Question

A charged particle of mass \(1 \mathrm{~kg}\) and charge \(2 \mu \mathrm{c}\) is thrown from a horizontal ground at an angle \(\theta=45^{\circ}\) with speed $20 \mathrm{~m} / \mathrm{s}\(. In space a horizontal electric field \)\mathrm{E}=2 \times 10^{7} \mathrm{~V} / \mathrm{m}$ exist. The range on horizontal ground of the projectile thrown is $\ldots \ldots \ldots$ (A) \(100 \mathrm{~m}\) (B) \(50 \mathrm{~m}\) (C) \(200 \mathrm{~m}\) (D) \(0 \mathrm{~m}\)

Short answer

The range of the projectile for the charged particle in the presence of the electric field is \(100 \mathrm{m}\).

Step-by-step solution

Find the Vertical and Horizontal Components of Initial Velocity

We have the initial speed \(v_{0} = 20 \mathrm{m/s}\) and the angle of projection \(\theta = 45^{\circ}\). The components of initial velocity in the horizontal and vertical directions are: \[v_{0x} = v_{0} \cos \theta \] \[v_{0y} = v_{0} \sin \theta \] Find the values of \(v_{0x}\) and \(v_{0y}\).

Calculate Time of Flight

The time of flight for a projectile is the time taken for it to reach the ground again. Since the vertical component of velocity and acceleration are only affected by gravity, we can calculate the time of flight using this equation: \[t_{f}=\frac{2v_{0y}}{g}\] where \(t_f\) is the time of flight and \(g\) is the acceleration due to gravity (\(g = 9.81 \mathrm{m/s^2}\)). Calculate the time of flight.

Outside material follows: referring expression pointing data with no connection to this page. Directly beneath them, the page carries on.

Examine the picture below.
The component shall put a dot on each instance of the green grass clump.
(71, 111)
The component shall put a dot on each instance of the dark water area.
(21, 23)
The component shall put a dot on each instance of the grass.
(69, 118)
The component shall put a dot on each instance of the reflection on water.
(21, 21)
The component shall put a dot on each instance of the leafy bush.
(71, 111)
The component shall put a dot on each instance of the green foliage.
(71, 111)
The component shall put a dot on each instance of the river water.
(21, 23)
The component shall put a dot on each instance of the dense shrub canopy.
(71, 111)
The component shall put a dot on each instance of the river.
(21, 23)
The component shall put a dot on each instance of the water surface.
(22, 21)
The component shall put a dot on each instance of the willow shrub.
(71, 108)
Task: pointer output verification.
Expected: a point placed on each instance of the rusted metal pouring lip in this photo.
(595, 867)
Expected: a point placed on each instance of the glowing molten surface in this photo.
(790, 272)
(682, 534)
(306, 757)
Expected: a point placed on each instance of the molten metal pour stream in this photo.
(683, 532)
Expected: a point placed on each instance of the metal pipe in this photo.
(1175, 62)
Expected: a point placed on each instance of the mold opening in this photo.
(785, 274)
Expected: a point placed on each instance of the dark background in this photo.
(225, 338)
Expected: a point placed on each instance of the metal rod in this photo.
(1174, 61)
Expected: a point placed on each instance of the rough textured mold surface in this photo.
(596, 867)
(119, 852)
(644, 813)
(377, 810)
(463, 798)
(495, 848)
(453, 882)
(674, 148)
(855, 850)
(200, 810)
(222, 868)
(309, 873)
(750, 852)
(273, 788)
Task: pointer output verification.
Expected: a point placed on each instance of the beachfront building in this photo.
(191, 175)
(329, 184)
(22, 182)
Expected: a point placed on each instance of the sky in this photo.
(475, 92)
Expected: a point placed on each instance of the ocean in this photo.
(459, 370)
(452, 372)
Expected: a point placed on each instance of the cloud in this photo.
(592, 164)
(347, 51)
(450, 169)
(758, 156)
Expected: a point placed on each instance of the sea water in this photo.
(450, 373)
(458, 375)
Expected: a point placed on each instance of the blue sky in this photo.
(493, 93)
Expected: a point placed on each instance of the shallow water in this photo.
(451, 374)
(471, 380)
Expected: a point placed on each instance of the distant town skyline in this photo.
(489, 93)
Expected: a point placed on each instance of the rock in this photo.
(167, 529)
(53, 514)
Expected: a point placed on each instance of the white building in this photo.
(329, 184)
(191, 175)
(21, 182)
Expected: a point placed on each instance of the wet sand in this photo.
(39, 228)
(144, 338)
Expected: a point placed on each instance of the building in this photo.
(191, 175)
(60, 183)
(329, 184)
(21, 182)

Find Vertical Force and Acceleration Due to Electric Field

The electric field influences the charged particle with a force in the vertical direction: \[F_{y} = Eq\] where \(E\) is the electric field, \(q\) is the charge of the particle, and \(F_{y}\) is the vertical force. In this case, \(E = 2 \times 10^{7} \mathrm{V/m}\) and \(q = 2 \times 10^{-6} \mathrm{C}\). Next, calculate the acceleration in the vertical direction due to this force: \[a_{y} = \frac{F_{y}}{m}\] where \(a_y\) is the vertical acceleration and \(m = 1\mathrm{kg}\) is the mass of the particle. Calculate the value of \(a_{y}\).

Adjust the Time of Flight in the Presence of Electric Field

Since there is an upward acceleration due to the electric field, the time of flight will be affected. The adjusted time of flight can be calculated by finding the effective gravitational acceleration in the presence of the electric field: \[g_{eff} = g - a_{y}\] Now compute the new time of flight with the effective gravitational acceleration: \[t_{f_{eff}} = \frac{2v_{0y}}{g_{eff}}\] Calculate the adjusted time of flight \(t_{f_{eff}}\).

Calculate Range of the Projectile

The range of the projectile is the horizontal distance traversed during the time of flight. In the presence of the electric field, it can be calculated using: \[R_{eff} = v_{0x} \cdot t_{f_{eff}}\] Determine the range \(R_{eff}\) and compare it to the given choices. The solution should provide the correct range for the charged particle in the presence of the electric field.